За окном по влажным стенам домов скользили желтоватые пятна солнца. Самгин швырнул на стол странную книжку, торопливо оделся, вышел на улицу и, шагая по панелям, как-то особенно жестким, вскоре отметил сходство Берлина с Петербургом, усмотрев его в обилии военных, затем нашел, что в Берлине офицера еще более напыщенны, чем в Петербурге, и вспомнил, что это уже многократно отмечалось. Шел он торговыми улицами, как бы по дну глубокой канавы, два ряда тяжелых зданий двигались встречу ему, открытые двери магазинов дышали запахами кожи, масла, табака, мяса, пряностей, всего было много, и все было раздражающе однообразно. Вспомнились слова Лютова:
«Германия — прежде всего Пруссия. Апофеоз культуры неумеренных потребителей пива. В Париже, сопоставляя Нотр Дам и Тур Эйфель, понимаешь иронию истории, тоску Мопассана, отвращение Бодлера, изящные сарказмы Анатоля Франса. В Берлине ничего не надо понимать, все совершенно ясно сказано зданием рейхстага и Аллеей Победы. Столица Пруссии — город на песке, нечто вроде опухоли на боку Германии, камень в ее печени…»

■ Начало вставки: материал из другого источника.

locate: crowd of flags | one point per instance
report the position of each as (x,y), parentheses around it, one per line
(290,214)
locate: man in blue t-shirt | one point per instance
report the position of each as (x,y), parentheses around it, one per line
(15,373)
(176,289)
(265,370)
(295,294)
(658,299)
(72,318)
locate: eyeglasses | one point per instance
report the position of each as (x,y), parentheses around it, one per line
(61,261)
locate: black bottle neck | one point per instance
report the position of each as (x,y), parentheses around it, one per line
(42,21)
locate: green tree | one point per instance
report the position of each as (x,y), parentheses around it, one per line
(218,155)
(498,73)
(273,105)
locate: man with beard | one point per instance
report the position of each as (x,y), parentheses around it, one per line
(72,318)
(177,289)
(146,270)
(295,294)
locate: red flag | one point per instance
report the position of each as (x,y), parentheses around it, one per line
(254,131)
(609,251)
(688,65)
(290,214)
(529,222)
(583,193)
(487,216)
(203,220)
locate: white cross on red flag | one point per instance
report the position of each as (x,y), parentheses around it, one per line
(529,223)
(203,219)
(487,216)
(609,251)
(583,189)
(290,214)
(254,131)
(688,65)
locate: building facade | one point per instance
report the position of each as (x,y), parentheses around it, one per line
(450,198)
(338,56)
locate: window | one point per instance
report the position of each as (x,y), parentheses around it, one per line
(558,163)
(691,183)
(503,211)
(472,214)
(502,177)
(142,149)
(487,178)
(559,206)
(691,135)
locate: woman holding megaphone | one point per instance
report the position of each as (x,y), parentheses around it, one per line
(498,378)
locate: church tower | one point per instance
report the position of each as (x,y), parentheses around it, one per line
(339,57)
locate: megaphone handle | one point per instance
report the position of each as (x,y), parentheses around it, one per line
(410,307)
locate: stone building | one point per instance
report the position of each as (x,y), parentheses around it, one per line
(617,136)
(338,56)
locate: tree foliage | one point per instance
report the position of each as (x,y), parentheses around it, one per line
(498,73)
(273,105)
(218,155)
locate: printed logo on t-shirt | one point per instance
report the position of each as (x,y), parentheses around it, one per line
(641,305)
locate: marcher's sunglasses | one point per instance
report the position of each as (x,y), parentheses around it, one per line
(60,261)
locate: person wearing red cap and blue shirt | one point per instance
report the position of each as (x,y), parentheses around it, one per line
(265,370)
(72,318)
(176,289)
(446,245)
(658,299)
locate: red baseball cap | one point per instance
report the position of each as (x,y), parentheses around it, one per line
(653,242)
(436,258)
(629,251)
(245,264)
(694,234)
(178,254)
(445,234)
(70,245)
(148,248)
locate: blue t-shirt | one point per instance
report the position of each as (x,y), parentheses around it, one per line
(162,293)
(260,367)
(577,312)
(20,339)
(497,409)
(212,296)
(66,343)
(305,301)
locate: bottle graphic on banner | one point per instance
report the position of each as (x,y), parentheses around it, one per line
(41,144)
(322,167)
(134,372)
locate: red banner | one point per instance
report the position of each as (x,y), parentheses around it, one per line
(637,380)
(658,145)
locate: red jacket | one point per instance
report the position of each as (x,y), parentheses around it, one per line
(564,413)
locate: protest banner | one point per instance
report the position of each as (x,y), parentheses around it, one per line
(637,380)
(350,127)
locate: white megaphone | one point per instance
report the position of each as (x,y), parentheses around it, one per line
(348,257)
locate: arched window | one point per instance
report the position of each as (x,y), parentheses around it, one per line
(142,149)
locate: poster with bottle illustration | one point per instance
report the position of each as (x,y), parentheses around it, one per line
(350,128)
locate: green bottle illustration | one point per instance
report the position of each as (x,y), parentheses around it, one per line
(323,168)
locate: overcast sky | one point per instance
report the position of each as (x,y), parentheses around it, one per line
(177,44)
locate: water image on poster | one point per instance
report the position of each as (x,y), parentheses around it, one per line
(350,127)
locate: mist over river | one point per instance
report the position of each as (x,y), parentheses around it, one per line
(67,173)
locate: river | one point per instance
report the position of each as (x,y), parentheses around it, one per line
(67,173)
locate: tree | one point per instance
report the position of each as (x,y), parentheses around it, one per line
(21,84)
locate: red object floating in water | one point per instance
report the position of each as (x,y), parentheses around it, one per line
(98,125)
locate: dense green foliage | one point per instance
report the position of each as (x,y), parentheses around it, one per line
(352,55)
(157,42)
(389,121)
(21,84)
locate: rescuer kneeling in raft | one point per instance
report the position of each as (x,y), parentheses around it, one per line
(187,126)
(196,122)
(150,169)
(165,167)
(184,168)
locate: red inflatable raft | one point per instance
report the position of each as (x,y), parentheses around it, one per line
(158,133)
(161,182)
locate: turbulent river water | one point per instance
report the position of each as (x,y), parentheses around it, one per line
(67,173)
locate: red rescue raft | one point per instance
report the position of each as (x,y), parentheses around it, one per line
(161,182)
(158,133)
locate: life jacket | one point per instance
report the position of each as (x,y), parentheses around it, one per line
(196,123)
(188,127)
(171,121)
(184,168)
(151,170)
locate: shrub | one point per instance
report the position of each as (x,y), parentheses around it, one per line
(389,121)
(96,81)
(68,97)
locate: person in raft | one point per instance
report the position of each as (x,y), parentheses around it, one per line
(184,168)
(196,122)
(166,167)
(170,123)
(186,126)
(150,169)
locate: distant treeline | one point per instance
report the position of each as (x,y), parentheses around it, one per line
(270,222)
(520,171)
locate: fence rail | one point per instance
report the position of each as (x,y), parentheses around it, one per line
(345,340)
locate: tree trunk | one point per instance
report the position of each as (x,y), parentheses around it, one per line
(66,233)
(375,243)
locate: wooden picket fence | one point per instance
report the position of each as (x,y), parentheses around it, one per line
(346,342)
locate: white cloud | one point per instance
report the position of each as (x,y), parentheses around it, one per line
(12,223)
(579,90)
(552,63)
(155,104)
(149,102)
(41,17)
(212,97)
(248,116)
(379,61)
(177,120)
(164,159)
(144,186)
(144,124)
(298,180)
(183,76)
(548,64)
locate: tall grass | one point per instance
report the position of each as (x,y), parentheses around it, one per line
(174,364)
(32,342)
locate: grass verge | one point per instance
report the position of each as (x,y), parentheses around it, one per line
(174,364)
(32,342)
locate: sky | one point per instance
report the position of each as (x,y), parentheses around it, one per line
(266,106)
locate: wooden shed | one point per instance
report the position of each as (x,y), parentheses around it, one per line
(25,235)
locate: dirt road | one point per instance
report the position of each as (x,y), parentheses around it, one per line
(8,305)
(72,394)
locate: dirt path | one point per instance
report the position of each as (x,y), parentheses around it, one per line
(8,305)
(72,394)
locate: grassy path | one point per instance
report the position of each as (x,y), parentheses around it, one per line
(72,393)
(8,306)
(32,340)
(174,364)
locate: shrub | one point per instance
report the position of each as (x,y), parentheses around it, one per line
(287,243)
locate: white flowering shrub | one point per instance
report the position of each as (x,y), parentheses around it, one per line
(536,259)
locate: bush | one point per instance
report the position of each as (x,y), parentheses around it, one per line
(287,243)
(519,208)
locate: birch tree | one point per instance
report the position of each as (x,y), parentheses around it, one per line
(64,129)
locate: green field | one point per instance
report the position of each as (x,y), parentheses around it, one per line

Серые облака снова начали крошиться мелким дождем. Самгин взял извозчика и возвратился в отель. Вечером он скучал в театре, глядя, как играют пьесу Ведекинда, а на другой день с утра до вечера ходил и ездил по городу, осматривая его, затем посвятил день поездке в Потсдам. К знакомым, отрицательным оценкам Берлина он не мог ничего добавить от себя. Да, тяжелый город, скучный, и есть в нем — в зданиях и в людях — что-то угнетающе напряженное. Коренастые, крупные каменщики, плотники работают молча, угрюмо, машинально. У них такие же груди «колесом» и деревянные лица, как у военных. Очень много толстых. Самгин решил посмотреть музеи и уехать.